Democratic presidential nominee Kamala Harris is attacking Bernie Sanders’ Medicare for All plan, reportedly telling donors in the Hamptons this weekend that she has “not been comfortable with Bernie’s plan.”
The only problem? Sen. Harris co-sponsored Sen. Sanders’ Medicare for All legislation last year. At the same event, she also told the elite 1 percent of whom she was courting, her plan would leave room for private insurance. Again, false. Her plan would erode the private insurance market within 10 years.
This is the inconvenient truth for Ms. Harris: Her record, from a prosecutor in California to the presidential trail today, is filled with contradictions and outright distortions.
An examination of Ms. Harris’ professional record doesn’t make her flip-flopping on health care an outlier, it’s part of a pattern — one of politicking issues Americans feel passionately about instead of having heartfelt and firm ideological positions.
Take for example her time as San Francisco’s district attorney and as attorney general of California.
As a district attorney, Ms. Harris vowed she would never pursue the death penalty because of her moral and judicial beliefs. She upheld that promise when she declined to seek the death penalty for David Hill, who killed a police officer, and she came under immense scrutiny for the decision.

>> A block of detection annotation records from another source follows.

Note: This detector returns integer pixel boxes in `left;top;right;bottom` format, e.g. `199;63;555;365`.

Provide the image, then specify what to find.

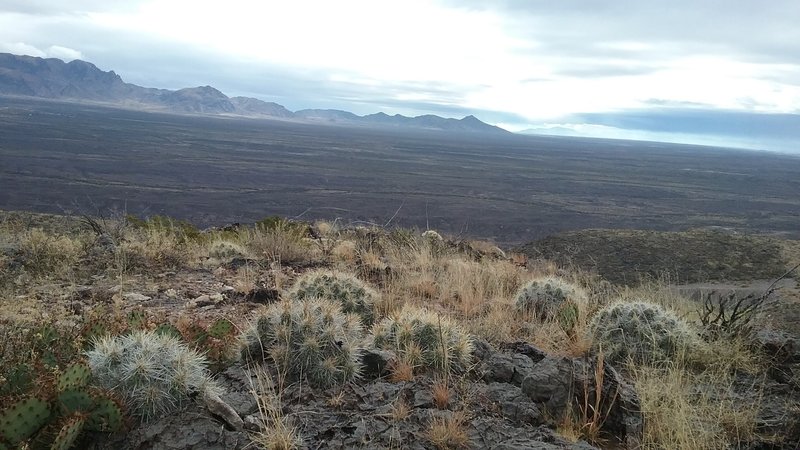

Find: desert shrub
514;277;587;330
371;305;472;372
239;220;311;263
242;299;362;388
0;362;123;449
208;240;247;261
116;228;190;270
125;215;203;243
288;270;380;326
589;302;699;365
19;228;82;276
86;331;220;420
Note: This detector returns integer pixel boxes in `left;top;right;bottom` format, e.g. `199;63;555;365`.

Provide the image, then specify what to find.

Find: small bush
208;240;247;261
288;270;380;326
514;277;587;331
86;331;220;420
242;299;362;388
371;305;472;372
589;302;699;365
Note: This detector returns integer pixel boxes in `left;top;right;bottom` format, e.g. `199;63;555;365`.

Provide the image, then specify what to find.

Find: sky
0;0;800;153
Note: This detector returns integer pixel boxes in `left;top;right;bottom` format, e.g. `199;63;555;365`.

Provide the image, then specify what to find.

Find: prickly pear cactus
0;397;52;445
242;298;362;388
288;270;380;326
370;305;472;372
589;302;700;365
50;414;86;450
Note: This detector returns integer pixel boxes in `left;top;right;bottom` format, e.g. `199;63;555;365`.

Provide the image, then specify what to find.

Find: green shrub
288;270;380;326
242;299;362;388
514;277;587;333
87;331;219;420
0;363;123;450
371;305;472;372
589;302;700;365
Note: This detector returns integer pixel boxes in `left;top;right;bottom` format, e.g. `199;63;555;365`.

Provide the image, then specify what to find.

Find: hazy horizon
0;0;800;153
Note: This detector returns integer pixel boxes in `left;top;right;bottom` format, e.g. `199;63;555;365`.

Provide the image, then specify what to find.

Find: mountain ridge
0;53;509;133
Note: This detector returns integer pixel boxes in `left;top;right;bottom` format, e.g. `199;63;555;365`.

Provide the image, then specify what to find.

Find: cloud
46;45;83;62
0;42;47;58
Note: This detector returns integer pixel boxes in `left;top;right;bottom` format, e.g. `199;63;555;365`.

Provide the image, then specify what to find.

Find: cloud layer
0;0;800;151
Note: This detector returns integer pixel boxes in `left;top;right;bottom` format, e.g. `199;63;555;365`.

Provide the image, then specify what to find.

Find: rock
122;292;151;303
203;392;244;431
361;349;397;379
475;383;545;425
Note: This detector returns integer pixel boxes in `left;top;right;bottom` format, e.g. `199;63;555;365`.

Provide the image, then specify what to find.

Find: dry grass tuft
250;368;303;450
431;378;450;409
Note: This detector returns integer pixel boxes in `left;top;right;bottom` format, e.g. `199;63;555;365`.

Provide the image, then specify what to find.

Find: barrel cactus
242;298;363;388
86;331;220;420
288;270;380;326
371;305;472;372
589;302;699;365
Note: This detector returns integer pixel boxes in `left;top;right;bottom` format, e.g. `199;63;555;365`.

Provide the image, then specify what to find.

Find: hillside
0;53;508;134
0;212;800;450
520;229;788;284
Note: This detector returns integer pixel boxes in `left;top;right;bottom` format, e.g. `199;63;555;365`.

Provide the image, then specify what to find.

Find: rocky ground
0;212;800;449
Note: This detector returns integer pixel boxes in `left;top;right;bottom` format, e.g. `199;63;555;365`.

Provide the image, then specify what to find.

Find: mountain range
0;53;508;133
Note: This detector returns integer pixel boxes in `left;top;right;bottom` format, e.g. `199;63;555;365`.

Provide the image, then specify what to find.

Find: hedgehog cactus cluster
514;277;587;331
589;302;699;365
0;363;123;449
288;270;379;326
242;297;362;388
87;331;219;420
371;305;472;372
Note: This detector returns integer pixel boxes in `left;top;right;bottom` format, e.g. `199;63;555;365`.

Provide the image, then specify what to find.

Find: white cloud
47;45;83;62
0;42;47;58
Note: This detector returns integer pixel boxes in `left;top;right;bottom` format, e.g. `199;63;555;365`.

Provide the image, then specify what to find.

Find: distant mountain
231;97;294;118
294;109;361;122
0;53;508;133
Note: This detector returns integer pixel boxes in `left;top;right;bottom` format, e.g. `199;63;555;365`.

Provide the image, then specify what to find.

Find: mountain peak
0;53;507;133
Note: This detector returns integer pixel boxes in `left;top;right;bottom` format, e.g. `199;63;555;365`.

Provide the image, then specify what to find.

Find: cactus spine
288;270;380;326
242;299;362;388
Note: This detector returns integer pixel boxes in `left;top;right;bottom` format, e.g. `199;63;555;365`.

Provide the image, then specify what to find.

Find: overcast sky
0;0;800;152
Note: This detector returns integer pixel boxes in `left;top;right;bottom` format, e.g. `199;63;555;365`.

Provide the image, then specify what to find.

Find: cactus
208;241;247;261
242;299;362;388
0;397;51;445
128;310;147;330
208;319;234;339
288;270;379;326
50;414;86;450
56;363;92;392
86;395;123;431
589;302;699;365
514;277;587;326
371;305;472;372
0;363;33;398
154;322;183;339
86;331;219;421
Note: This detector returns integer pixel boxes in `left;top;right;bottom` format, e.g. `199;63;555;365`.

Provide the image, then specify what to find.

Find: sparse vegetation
242;298;362;387
0;212;787;449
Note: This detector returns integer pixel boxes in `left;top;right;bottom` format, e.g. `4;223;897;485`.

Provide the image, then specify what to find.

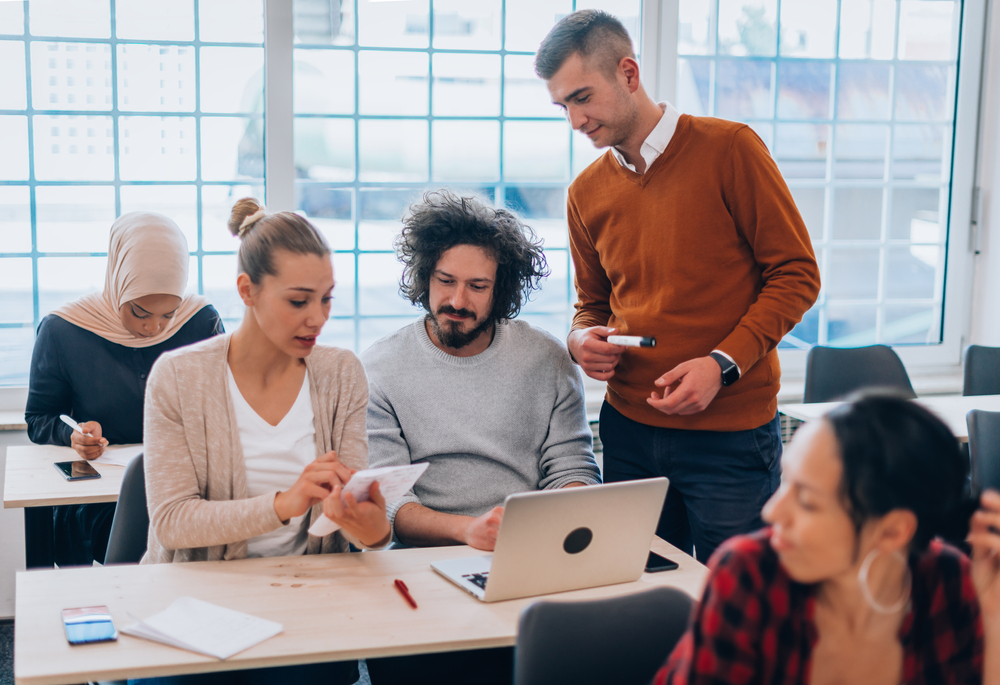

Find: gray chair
803;345;917;403
514;584;694;685
962;345;1000;396
104;454;149;565
965;409;1000;492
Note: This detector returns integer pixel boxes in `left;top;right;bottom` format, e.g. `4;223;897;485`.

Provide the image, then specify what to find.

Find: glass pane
833;124;889;178
431;121;500;181
677;59;713;117
715;59;774;120
32;115;115;181
892;125;951;183
0;186;31;253
121;186;198;252
358;254;417;314
889;188;947;244
778;62;832;119
503;121;570;181
0;116;28;181
358;119;427;182
823;247;878;300
294;117;354;181
293;50;354;114
719;0;776;57
677;0;715;55
115;0;194;40
504;0;573;52
774;123;830;178
292;0;354;45
899;0;962;61
781;0;837;58
837;62;889;119
358;50;429;116
295;182;354;251
35;186;115;251
198;0;264;43
118;45;195;112
358;0;430;48
201;117;264;181
28;0;111;38
0;40;28;109
434;0;503;50
830;188;882;240
789;187;826;240
200;48;264;112
31;43;111;111
839;0;896;59
0;257;35;323
433;53;504;117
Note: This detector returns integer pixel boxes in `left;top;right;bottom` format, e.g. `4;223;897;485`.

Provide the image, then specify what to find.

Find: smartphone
62;606;118;645
55;460;101;480
646;552;678;573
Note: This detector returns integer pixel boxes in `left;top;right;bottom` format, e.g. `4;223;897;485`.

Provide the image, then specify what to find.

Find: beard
425;304;493;350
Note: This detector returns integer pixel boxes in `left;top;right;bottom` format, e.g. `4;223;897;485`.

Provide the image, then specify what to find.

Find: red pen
393;580;417;609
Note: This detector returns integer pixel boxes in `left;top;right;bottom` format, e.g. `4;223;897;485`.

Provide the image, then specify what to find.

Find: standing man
535;10;820;561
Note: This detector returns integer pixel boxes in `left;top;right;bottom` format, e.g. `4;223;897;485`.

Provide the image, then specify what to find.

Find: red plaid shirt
653;528;983;685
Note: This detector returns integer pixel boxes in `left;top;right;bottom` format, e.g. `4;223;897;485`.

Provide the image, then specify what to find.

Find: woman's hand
69;421;108;461
274;452;354;521
323;482;391;547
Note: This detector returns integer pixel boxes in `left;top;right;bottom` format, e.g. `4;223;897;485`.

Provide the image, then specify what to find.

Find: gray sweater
361;319;601;522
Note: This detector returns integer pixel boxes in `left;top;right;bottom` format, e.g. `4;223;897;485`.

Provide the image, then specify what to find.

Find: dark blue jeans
600;402;781;563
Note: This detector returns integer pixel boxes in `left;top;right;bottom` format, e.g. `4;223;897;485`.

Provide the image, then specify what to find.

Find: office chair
514;584;694;685
803;345;917;403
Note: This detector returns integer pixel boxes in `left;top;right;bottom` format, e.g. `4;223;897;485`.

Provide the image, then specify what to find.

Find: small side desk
3;445;131;569
14;538;708;685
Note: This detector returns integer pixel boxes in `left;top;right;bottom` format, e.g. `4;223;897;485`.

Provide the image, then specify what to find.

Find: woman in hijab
25;212;223;566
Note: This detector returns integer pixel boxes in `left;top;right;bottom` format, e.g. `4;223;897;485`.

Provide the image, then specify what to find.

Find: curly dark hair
393;189;549;322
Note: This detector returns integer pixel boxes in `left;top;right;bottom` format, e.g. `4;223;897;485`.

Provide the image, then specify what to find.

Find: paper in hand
309;461;429;537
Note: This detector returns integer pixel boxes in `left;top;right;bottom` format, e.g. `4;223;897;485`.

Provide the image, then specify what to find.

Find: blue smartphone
62;606;118;645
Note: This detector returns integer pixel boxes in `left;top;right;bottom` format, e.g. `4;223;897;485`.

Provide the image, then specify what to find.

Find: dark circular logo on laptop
563;528;594;554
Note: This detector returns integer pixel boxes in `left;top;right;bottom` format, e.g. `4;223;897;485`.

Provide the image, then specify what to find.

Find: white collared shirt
611;102;681;171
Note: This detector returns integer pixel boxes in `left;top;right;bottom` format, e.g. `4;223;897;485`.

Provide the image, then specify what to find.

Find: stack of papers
121;597;284;659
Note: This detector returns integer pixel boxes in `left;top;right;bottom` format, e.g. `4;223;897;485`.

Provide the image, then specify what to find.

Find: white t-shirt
226;367;316;557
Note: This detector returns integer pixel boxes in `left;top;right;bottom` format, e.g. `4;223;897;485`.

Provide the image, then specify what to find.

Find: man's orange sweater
569;115;820;431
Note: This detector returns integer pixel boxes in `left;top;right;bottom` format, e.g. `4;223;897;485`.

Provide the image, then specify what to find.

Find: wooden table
778;395;1000;442
3;445;133;568
14;539;707;685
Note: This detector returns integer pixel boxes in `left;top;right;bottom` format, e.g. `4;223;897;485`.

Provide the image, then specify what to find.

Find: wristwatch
708;352;740;385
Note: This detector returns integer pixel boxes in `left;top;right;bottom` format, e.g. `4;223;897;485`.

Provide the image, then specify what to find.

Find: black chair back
962;345;1000;396
514;584;694;685
104;454;149;565
803;345;917;402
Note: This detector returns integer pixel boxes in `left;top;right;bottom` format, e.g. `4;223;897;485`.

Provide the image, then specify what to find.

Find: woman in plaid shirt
654;394;1000;685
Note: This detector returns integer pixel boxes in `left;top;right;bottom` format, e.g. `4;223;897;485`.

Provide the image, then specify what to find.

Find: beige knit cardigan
142;335;368;564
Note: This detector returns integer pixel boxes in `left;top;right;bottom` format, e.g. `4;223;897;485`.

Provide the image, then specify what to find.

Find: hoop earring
858;547;913;614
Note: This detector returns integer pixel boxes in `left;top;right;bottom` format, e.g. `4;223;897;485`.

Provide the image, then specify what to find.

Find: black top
24;305;223;446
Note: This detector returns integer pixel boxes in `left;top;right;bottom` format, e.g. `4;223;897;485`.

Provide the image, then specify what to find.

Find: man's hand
465;507;503;552
566;326;625;381
646;357;722;416
69;421;108;461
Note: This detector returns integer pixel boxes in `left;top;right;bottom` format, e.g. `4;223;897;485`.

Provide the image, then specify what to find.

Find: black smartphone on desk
55;460;101;480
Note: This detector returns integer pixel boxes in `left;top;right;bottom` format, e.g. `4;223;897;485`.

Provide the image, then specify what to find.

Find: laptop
431;478;668;602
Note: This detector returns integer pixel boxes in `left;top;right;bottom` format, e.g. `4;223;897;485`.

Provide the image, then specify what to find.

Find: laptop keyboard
462;571;490;590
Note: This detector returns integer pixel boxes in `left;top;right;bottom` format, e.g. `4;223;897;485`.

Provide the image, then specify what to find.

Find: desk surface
778;395;1000;442
3;445;125;509
14;539;707;685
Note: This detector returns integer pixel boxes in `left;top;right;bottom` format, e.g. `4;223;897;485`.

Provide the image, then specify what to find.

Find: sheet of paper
122;597;284;659
94;444;142;466
309;461;429;537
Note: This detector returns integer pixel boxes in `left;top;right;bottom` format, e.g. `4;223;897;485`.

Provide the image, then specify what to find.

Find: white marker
608;335;656;347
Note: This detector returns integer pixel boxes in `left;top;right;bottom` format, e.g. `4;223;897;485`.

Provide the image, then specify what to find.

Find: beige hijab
52;212;208;347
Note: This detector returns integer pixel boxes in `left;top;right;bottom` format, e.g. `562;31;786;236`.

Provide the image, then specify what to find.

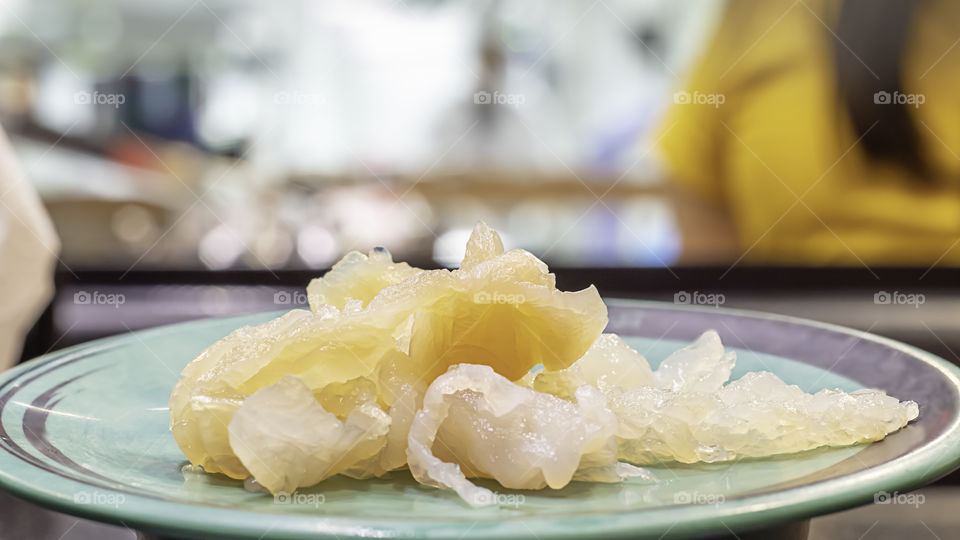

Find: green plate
0;300;960;538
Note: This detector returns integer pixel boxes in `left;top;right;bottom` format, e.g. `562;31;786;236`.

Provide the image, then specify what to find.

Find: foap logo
673;90;727;109
473;291;527;306
873;90;927;109
273;291;308;306
73;491;127;508
873;491;927;508
73;291;127;308
273;90;326;106
473;91;527;107
273;491;327;508
673;491;726;506
873;291;927;308
73;92;127;109
474;489;527;508
673;291;727;307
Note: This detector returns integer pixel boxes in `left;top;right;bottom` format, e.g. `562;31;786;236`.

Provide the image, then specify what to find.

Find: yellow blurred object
658;0;960;265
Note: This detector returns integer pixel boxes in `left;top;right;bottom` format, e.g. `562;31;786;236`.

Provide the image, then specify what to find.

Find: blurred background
0;0;960;359
0;0;960;532
0;0;960;364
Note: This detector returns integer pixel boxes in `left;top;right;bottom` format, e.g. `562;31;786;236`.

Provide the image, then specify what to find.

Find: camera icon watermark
873;291;927;308
673;291;727;307
673;491;727;506
73;291;127;308
474;490;527;508
473;91;527;107
273;491;327;508
473;291;527;306
73;91;127;109
873;491;927;508
73;490;127;508
273;291;308;306
673;90;727;109
873;90;927;109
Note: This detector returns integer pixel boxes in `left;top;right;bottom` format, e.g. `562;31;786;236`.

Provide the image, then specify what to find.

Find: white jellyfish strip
407;364;642;506
653;330;737;393
228;375;391;494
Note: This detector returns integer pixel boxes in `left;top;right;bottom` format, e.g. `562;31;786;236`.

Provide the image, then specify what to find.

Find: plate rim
0;298;960;539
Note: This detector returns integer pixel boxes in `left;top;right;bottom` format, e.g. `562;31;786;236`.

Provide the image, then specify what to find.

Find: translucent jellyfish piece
307;247;423;311
654;330;737;393
610;372;919;464
533;334;654;401
229;375;390;494
407;365;637;506
169;306;403;479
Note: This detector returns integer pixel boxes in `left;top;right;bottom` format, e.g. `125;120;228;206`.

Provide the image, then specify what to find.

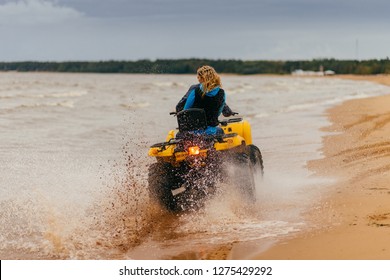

Yet, when she ran for a higher office, attorney general in 2010, she switched her position. She campaigned she would enforce and defend death sentences on appeal. She did just that — in 2014 she appealed a judge’s decision that deemed California’s capital punishment unconstitutional. Ms. Harris didn’t have to make the appeal — if she really believed capital punishment was immoral — but did so because it was politically expedient at the time.
Ms. Harris also flinched when it came to supporting Californians in modifying their so-called three-strikes law. As a district attorney, Ms. Harris required her office only charge a third strike if it were a serious or violent crime. Under California law at the time, someone who committed a third felony could be sentenced to 25 years to life in prison, even if the crime was nonviolent.
Yet, when a ballot initiative was proposed in 2014 at the state level to implement a more lenient policy, reducing some low-level felonies to misdemeanors, Ms. Harris didn’t back it. She was, however, defending her seat as attorney general. Again, not politically expedient.
Later in 2014, she laughed off the idea legalizing marijuana for recreational use, indeed she had locked up many low-level offenders in her district on such crimes.
Flash forward to 2019, and Ms. Harris has signed on to Cory Booker’s Marijuana Justice Act, which would make marijuana legal at the federal level, and went on a radio talk show on the campaign trail to talk about her time smoking pot.
Other problematic flip-flops abound.
When Ms. Harris was district attorney, she supported a policy to report arrested undocumented juveniles to Immigration and Customs Enforcement (ICE) officers. She now supports bills which prevent ICE from collecting this sort of information. As attorney general she opposed legislation that would have required her office to investigate fatal shootings involving police officers. Her presidential campaign now denies that was ever the case.
Her position-switching on the campaign trail continues.
She eviscerated front-runner Joe Biden on the debate stage over his stance on busing. However, later that week, campaigning in Iowa, Ms. Harris admitted she had the exact same stance on the issue as the former vice president. The attack was premediated, expertly executed, politically cutting — and purposely distorting.
Ms. Harris is not an honest broker. She’s a craven politician seeking the highest office in the land, and she’s more than willing to lie, manipulate and flip-flop her way to get there. Ms. Harris is not ready for prime time.
• Kelly Sadler is the communications director of America First, the official super PAC for President Donald J. Trump´s 2020 re-election bid.